These days, I am really looking forward to the change in weather; do you know why? Because the monsoon season has started and it has begun raining in many parts of our country.
Curious to explore how this weather phenomenon works, I started looking at various weather websites. I landed on www.earth.nullschool.net — an interactive, browser-based visualisation of global weather and environmental data.
The homepage shows a spinning globe covered in swirling lines, and those lines represent wind moving in real time. The menu is in the corner, and once you open it, you get a bunch of choices. You can switch between looking at wind, ocean currents, waves, air pollution and even space weather like auroras.

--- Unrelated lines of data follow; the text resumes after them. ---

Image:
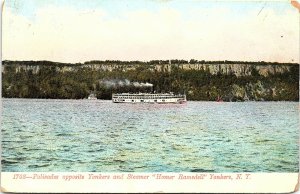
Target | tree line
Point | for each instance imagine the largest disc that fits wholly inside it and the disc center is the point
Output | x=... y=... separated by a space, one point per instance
x=197 y=84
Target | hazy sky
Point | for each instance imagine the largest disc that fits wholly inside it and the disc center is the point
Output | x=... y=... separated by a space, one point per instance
x=83 y=30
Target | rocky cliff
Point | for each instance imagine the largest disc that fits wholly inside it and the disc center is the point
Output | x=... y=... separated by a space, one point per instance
x=233 y=81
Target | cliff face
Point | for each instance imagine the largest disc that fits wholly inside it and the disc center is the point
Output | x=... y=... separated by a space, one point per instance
x=225 y=69
x=201 y=81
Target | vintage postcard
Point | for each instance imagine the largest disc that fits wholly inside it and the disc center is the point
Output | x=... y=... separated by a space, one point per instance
x=150 y=96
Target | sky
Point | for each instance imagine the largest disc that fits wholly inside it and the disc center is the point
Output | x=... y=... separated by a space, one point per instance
x=77 y=31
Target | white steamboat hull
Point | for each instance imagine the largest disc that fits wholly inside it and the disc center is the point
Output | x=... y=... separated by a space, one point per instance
x=159 y=101
x=149 y=98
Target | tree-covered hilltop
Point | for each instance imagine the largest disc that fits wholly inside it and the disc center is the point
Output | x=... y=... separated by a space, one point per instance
x=200 y=80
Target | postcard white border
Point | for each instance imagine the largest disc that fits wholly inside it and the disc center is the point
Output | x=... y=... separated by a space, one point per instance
x=38 y=182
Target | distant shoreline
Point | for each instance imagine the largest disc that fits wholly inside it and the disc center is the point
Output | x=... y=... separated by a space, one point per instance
x=200 y=80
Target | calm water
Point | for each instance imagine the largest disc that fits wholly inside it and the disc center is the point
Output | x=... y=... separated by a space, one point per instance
x=83 y=135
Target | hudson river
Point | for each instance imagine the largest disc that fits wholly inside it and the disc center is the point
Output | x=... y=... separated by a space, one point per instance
x=100 y=136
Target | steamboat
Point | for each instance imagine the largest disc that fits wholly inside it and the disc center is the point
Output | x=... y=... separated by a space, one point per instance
x=159 y=98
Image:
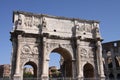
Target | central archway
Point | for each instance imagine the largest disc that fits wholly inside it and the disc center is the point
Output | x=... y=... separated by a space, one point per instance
x=65 y=61
x=30 y=70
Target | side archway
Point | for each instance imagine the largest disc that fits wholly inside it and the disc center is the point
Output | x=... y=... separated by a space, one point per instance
x=66 y=62
x=88 y=71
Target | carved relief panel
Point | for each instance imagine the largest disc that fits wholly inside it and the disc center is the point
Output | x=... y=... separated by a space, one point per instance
x=29 y=51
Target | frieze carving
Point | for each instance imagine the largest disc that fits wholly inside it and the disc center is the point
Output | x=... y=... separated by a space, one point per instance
x=50 y=46
x=84 y=27
x=31 y=21
x=44 y=23
x=26 y=49
x=31 y=40
x=91 y=53
x=83 y=52
x=28 y=56
x=35 y=50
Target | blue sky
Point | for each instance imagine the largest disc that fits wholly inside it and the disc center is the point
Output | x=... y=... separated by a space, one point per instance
x=105 y=11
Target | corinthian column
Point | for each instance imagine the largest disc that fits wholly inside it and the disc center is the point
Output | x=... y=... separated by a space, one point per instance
x=79 y=70
x=45 y=61
x=17 y=75
x=99 y=59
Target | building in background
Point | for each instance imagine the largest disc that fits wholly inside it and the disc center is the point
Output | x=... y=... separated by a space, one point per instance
x=111 y=54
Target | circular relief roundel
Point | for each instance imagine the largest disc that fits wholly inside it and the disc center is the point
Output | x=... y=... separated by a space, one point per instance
x=26 y=49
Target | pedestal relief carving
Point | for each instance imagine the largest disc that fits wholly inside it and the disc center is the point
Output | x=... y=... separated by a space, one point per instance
x=26 y=49
x=83 y=53
x=35 y=50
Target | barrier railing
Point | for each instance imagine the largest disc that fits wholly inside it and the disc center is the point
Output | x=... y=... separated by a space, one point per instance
x=59 y=79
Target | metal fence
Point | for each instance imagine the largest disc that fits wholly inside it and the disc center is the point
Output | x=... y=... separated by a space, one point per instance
x=58 y=79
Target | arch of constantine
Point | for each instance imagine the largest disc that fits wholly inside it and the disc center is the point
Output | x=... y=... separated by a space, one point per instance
x=35 y=36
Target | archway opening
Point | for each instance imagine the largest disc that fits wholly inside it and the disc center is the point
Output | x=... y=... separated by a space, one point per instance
x=118 y=76
x=63 y=64
x=30 y=70
x=117 y=62
x=111 y=76
x=88 y=71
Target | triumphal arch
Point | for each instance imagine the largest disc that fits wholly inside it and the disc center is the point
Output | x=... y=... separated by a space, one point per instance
x=35 y=36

There’s also a height option, so you can check what’s happening at ground level or way up high in the sky. You can select a date too, so instead of just today, you can rewind and look at old weather from past years.
The website has weather data, the same kind meteorologists use, just turned into colourful visuals of swirls, spirals and streams that anyone can easily understand, like seeing a hurricane spinning or turning something invisible, like wind and air, into something you can actually watch move across the screen.
The site needs no sign-up, no login and no payment. You open the page, and the globe is already spinning and animating on its own. No doubt it’s calming, too, watching the little wind lines drift across the screen. It also teaches geography without you trying to, since you’re spinning a globe and noticing continents and oceans while you’re at it. Now for the cons. The site is not really built for kids, so the words and labels use proper weather terms like ‘hectopascals’ or ‘convective’ energy, which a younger kid won’t understand. So in that case, you will need an adult’s assistance.
Overall, it’s a mesmerising site, perfect for curious kids who like space, maps, planets and also want to learn weather patterns, how storms form, how wind moves and how everything on this planet, from oceans to air, is always shifting and connected.